The word on the street is that the Green Party is looking to get out of this coalition with 'all deliberate speed'. The only problem is picking an issue that will resonate with the public and prevent the kind of meltdown in a general election that we saw in June's local elections.
With all humility, perhaps the Irish Taxpayer could suggest a topic that is worthy of collapsing a coalition if ignored: electoral reform.
The upcoming review of the Programme for Government between Fianna Fail, the remnants of the PDs and the Green Party, offers a golden opportunity to create far-reaching reform in our dismally inadequate political institutions, especially the way 'we' choose candidates for election.
As most people are aware, the vast majority of candidates in Irish elections are chosen behind closed doors by a tiny, self-interested cabal of party officials. These, inevitably, are the kind of small-town, small-minded cliques who seize control of local party cumainns as a means of controlling the decisions of county councils (especially lucrative planning decisions) and operate completely in their own interest. The only criteria they use in selecting candidates are whether they will obey the wishes of those who put them up for election and whether they are related to previously "safe" party members, officials, or office-holders. Needless to say, talented, independent 'outsiders' need not apply.
The truly appalling levels of corruption and mediocrity such a set-up perpetuates in Irish politics are too obvious to rehearse here. Nevertheless, the consequences are now too serious to ignore, with a scale of economic collapse that was thought to be unthinkable, caused largely by the gross incompetence and complacency of TDs and councillors who failed spectacularly to hold banks, regulators, the Government, and its numberless quangos, to account.
However, there is hope. As part of the Programme for Government negotiations the Green Party looks set to demand a form of 'primary' election as one of the concessions for staying in government. This would be very similar to the American system which achieves such prominence at the time of presidential elections; New Hampshire being the most familiar.

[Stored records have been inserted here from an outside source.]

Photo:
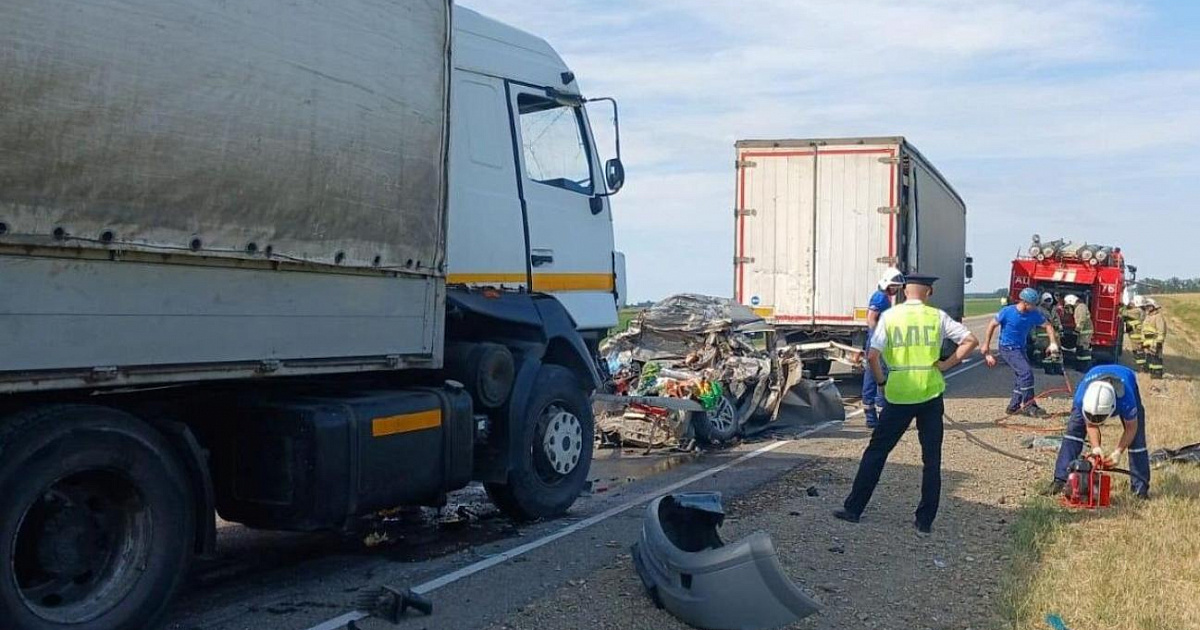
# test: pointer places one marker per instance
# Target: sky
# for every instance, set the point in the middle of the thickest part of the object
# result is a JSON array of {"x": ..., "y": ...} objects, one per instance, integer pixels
[{"x": 1074, "y": 119}]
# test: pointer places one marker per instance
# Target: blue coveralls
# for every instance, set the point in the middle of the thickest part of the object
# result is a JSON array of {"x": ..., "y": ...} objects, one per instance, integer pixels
[
  {"x": 1014, "y": 334},
  {"x": 1129, "y": 409},
  {"x": 873, "y": 397}
]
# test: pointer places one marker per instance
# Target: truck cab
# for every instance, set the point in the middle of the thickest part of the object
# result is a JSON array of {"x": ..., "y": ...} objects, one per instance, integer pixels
[{"x": 528, "y": 191}]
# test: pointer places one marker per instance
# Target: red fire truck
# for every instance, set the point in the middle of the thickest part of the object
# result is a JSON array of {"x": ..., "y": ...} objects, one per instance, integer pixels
[{"x": 1096, "y": 274}]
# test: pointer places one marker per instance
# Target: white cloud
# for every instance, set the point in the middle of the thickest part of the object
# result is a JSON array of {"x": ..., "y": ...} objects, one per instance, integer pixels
[{"x": 1044, "y": 115}]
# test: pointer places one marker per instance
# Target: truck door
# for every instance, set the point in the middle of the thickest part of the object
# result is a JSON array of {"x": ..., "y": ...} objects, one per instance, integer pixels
[
  {"x": 569, "y": 228},
  {"x": 486, "y": 240}
]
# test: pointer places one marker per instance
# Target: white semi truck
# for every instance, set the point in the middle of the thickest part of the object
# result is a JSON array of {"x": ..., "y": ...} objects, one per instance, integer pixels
[
  {"x": 285, "y": 262},
  {"x": 819, "y": 221}
]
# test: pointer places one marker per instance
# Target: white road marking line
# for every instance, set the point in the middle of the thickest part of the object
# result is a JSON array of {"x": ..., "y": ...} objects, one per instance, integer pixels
[{"x": 499, "y": 558}]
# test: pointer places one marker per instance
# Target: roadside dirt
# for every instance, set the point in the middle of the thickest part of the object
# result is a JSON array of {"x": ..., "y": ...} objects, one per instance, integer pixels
[{"x": 877, "y": 574}]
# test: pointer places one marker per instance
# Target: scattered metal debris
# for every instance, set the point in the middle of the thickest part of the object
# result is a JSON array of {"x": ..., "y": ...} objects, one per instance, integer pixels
[
  {"x": 688, "y": 570},
  {"x": 391, "y": 604}
]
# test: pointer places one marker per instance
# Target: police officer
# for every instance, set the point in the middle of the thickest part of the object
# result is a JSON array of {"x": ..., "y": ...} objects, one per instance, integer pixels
[
  {"x": 1014, "y": 324},
  {"x": 1153, "y": 336},
  {"x": 909, "y": 337},
  {"x": 1107, "y": 390},
  {"x": 881, "y": 300},
  {"x": 1084, "y": 330}
]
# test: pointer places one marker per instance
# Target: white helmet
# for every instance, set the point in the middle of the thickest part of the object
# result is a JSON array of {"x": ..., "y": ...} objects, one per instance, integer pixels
[
  {"x": 892, "y": 277},
  {"x": 1099, "y": 401}
]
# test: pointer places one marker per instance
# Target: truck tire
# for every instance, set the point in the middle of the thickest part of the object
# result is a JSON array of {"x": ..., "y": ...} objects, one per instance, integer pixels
[
  {"x": 96, "y": 522},
  {"x": 551, "y": 468}
]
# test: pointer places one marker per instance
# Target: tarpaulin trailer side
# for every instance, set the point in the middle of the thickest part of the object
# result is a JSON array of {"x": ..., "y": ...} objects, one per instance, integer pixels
[
  {"x": 193, "y": 190},
  {"x": 817, "y": 222}
]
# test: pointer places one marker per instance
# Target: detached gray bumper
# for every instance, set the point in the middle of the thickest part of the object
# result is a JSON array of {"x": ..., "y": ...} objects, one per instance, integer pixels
[{"x": 694, "y": 575}]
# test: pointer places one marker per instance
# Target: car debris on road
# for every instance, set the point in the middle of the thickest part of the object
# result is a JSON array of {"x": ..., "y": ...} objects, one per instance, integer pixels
[
  {"x": 706, "y": 369},
  {"x": 690, "y": 571}
]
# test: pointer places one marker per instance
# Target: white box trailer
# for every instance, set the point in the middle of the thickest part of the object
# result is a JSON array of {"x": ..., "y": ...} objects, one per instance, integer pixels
[{"x": 819, "y": 221}]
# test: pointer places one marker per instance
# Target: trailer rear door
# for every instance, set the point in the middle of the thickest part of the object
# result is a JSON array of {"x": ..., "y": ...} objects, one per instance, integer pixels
[{"x": 816, "y": 227}]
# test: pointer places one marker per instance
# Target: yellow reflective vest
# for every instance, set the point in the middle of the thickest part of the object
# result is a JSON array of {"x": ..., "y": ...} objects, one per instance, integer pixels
[{"x": 912, "y": 351}]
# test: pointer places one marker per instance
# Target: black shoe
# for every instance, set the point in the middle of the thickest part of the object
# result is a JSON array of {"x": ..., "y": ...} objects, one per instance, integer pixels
[
  {"x": 1054, "y": 489},
  {"x": 846, "y": 515}
]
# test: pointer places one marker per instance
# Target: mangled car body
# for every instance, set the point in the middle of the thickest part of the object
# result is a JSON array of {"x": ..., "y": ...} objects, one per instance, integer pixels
[{"x": 705, "y": 367}]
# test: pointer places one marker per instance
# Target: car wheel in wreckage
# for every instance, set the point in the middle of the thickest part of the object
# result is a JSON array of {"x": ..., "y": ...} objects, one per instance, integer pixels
[{"x": 719, "y": 424}]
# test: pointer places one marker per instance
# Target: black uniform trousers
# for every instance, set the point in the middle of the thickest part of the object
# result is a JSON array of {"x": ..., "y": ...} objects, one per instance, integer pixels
[{"x": 893, "y": 423}]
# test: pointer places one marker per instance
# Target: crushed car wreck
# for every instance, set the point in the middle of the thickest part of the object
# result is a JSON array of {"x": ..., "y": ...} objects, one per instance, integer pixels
[
  {"x": 688, "y": 570},
  {"x": 703, "y": 367}
]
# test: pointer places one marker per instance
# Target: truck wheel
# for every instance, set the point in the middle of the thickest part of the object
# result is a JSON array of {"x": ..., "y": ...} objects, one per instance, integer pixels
[
  {"x": 717, "y": 425},
  {"x": 95, "y": 526},
  {"x": 556, "y": 450}
]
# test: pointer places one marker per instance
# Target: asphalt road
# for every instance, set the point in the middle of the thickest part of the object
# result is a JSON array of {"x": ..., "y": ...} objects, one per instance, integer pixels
[{"x": 479, "y": 569}]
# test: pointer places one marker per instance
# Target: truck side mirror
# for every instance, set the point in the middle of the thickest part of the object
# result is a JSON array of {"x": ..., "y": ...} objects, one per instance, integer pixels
[
  {"x": 613, "y": 169},
  {"x": 615, "y": 174}
]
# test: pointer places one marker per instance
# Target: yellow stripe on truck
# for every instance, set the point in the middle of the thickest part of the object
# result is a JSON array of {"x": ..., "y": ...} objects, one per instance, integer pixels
[
  {"x": 390, "y": 425},
  {"x": 541, "y": 282},
  {"x": 556, "y": 282}
]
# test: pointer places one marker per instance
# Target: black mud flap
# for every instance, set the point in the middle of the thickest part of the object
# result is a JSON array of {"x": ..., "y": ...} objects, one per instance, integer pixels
[
  {"x": 688, "y": 570},
  {"x": 811, "y": 402}
]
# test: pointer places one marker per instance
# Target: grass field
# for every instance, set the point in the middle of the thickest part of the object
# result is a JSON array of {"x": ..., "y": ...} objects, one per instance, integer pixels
[
  {"x": 1135, "y": 565},
  {"x": 978, "y": 306}
]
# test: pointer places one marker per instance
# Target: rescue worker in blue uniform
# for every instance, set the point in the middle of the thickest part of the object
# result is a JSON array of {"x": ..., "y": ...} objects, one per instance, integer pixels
[
  {"x": 1107, "y": 390},
  {"x": 909, "y": 337},
  {"x": 1014, "y": 323},
  {"x": 881, "y": 300}
]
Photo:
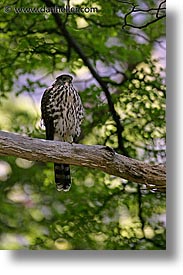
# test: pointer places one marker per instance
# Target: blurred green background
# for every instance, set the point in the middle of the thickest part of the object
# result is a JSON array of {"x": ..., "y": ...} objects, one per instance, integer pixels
[{"x": 100, "y": 211}]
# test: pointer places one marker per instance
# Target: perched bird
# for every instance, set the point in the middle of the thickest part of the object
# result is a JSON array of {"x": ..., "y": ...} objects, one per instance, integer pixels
[{"x": 62, "y": 114}]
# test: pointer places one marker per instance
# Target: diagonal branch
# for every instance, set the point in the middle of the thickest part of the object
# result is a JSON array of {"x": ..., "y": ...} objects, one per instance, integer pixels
[
  {"x": 73, "y": 43},
  {"x": 98, "y": 157}
]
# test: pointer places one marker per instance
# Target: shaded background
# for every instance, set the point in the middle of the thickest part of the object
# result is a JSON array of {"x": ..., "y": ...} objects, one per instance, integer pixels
[{"x": 100, "y": 211}]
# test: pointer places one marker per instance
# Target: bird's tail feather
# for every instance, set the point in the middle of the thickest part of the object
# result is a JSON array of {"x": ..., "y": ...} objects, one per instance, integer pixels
[{"x": 62, "y": 177}]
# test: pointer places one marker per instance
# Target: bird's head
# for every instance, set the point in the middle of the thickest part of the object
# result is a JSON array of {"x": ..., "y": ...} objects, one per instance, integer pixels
[{"x": 64, "y": 79}]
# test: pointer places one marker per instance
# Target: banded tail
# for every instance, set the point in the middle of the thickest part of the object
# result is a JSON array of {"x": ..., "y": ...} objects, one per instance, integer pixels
[{"x": 62, "y": 177}]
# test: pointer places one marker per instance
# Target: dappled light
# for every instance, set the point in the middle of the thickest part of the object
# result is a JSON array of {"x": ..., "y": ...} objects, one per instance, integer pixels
[{"x": 116, "y": 57}]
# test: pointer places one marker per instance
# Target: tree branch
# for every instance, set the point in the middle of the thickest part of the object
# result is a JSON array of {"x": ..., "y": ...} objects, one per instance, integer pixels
[
  {"x": 93, "y": 156},
  {"x": 73, "y": 43}
]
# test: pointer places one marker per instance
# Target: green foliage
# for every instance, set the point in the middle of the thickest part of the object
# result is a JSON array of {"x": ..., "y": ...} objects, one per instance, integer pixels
[{"x": 100, "y": 211}]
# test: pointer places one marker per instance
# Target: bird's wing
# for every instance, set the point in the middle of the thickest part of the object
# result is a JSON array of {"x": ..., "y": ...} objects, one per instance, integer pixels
[{"x": 46, "y": 115}]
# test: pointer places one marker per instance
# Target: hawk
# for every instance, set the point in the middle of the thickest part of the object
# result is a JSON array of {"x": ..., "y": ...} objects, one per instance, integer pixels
[{"x": 62, "y": 114}]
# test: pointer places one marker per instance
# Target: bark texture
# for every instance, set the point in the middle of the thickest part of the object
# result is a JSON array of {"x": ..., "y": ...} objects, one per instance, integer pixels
[{"x": 92, "y": 156}]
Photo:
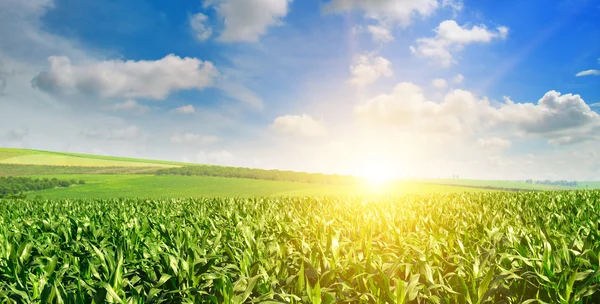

If Fianna Fail agree (unlikely, considering they used panels of salaried party employees to choose their last set of candidates) then Irish voters could at last be free to choose the candidates as well as those who are finally elected.
Such a move would allow the brightest and the best a chance to appeal directly to party members and take control out of the hands of the local party grandees, who use candidates as tools to achieve their own ends.
Maybe the recent support for primaries in the UK might help to swing the pendulum away from the control freaks who have caused havoc in the Irish economy and help a genuine democracy to flower in this much-abused country. And if you don't agree we are lacking in democracy, ask yourself why it is that only 2,000 Green Party members have the freedom to bring down Fianna Fail, NAMA, and the best-laid plans of the banks? Why not you as well?